Google Cloud Platform Experiment Support

06 May 19:46
61a5969
Compare
Choose a tag to compare
Added
  • Adds HypothesisTester: Simple time average difference comparison between individual runs. With multiple testing correction and p-value plotting. Example hypothesis_testing.ipynb notebook.
  • Adds MetaLog and HyperLog classes: Implement convenient functionalities like hyper_log.filter() and ease the post-processing analysis.
  • Adds GCP job launch/monitor support for all experiment types and organizes GCS syncing of results.
Changed
  • load_result_logs is now directly imported with import mle_toolbox since it is part of the core functionality.
  • Major restructuring of experiment sub-directory (local, cluster, cloud) with easy 3 part extension for new resources:
    • monitor, launch, check_job_args
Fixed
  • Fixes plotting with new MetaLog and HyperLog classes.

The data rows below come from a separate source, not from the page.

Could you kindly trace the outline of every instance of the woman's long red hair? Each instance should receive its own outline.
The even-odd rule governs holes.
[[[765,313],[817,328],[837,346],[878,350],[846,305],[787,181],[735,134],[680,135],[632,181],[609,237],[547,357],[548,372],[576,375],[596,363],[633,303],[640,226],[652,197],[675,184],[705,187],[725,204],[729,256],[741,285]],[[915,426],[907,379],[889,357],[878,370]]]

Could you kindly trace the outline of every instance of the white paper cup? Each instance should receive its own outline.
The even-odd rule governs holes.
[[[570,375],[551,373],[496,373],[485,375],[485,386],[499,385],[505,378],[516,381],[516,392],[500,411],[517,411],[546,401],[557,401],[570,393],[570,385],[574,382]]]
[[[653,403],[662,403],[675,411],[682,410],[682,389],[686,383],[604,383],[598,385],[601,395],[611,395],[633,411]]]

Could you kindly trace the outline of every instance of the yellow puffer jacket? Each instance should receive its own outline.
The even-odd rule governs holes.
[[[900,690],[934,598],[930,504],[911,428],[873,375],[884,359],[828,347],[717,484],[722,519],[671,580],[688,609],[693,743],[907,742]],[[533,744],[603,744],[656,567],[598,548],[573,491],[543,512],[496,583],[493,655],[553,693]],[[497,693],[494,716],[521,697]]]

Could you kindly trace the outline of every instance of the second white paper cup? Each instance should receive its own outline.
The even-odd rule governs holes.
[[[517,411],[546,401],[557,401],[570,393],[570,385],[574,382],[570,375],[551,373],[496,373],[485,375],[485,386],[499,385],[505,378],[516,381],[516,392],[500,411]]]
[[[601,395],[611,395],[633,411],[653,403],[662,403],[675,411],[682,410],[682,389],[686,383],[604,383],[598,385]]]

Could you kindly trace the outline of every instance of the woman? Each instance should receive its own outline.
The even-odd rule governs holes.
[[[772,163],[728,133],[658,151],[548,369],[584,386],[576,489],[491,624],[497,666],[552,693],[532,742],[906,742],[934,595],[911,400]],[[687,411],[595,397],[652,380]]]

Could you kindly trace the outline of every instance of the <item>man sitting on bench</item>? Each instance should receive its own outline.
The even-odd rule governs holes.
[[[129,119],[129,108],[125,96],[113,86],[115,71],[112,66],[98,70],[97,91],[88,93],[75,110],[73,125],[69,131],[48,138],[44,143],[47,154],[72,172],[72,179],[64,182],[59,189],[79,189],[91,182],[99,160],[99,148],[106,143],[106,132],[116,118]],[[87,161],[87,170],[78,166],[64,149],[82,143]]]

Bash Experiment, Encryption & Extra cmd inputs

24 Apr 14:59
Compare
Choose a tag to compare
Added
  • Allows multi-config + multi-seed bash experiments. The user needs to take care of the input arguments (-exp_dir, -config_fname, -seed_id) themselves and within the bash script. We provide a minimal example of how to do so in examples/bash_configs.
  • Adds backend functions for monitor_slurm_cluster and local version to get resource utilisation.
  • Adds SHA-256 encryption/decryption of ssh credentials. Also part of initialization setup.
  • Adds extra_cmd_line_inputs to single_job_args so that you can add a static input via the command line. This will also be incorporated in the MLExperiment as extra_config dotmap dictionary.
Changed
  • Changes plots of monitored resource utilisation to plotext to avoid gnuplot dependency.
  • Changes logger interface: Now one has to provide dictionaries as inputs to update_log. This is supposed to make the logging more robust.
  • Changes template files and refactor/name files in utils subdirectory:
    • core_experiment: Includes helpers used in (almost) every experiment
    • core_files_load: Helpers used to load various core components (configs)
    • core_files_merge: Helpers used to merge meta-logs
    • helpers: Random small functionalities (not crucial)
  • Renames hyperopt subdirectory: hyperopt_<type>, hyperspace, hyperlogger
  • Changes the naming of the config from cc to mle_config for easy readability.
  • Changes the naming of files to be more intuitive: E.g. abc_1_def.py, abc_2_def.py are changed to abc_def_1.py, abc_def_2.py
Fixed
  • Fixed local launch of remote projects via screen session and pipping to qrsh or srun --pty bash. If you are on a local machine and run mle run, you will get to choose the remote resource and can later reattach to that resource.
  • Fixed 2D plot with fixed_params. The naming as well as subtitle of the .png files/plots accounts for the fixed parameter.

`mle init`, `MLE_Experiment` & refactoring

09 Apr 17:56
58bd27c
Compare
Choose a tag to compare
  • Adds mle init to configure template toml. The command first searches for an existing config to update. If none is found we go through the process of updating values in a default config.
  • Print configuration and protocol summary with rich. This gets rid of tabulate dependency.
  • Update monitor_slurm_cluster to work with new mle monitor. This gets rid of colorclass, terminaltables dependencies.
  • Fix report generation bug (everything has to be a string for markdown-ification!).
  • Fix monitor bug: No longer reload the local database at each update call.
  • Adds get_jax_os_ready helper for setting up JAX environment variables.
  • Adds load_model_ckpt for smooth reloading of stored checkpoints.
  • Add MLE_Experiment abstraction for minimal imports and smooth workflow.
  • A lot of internal refactoring: E.g. getting rid of multi_runner sub directory.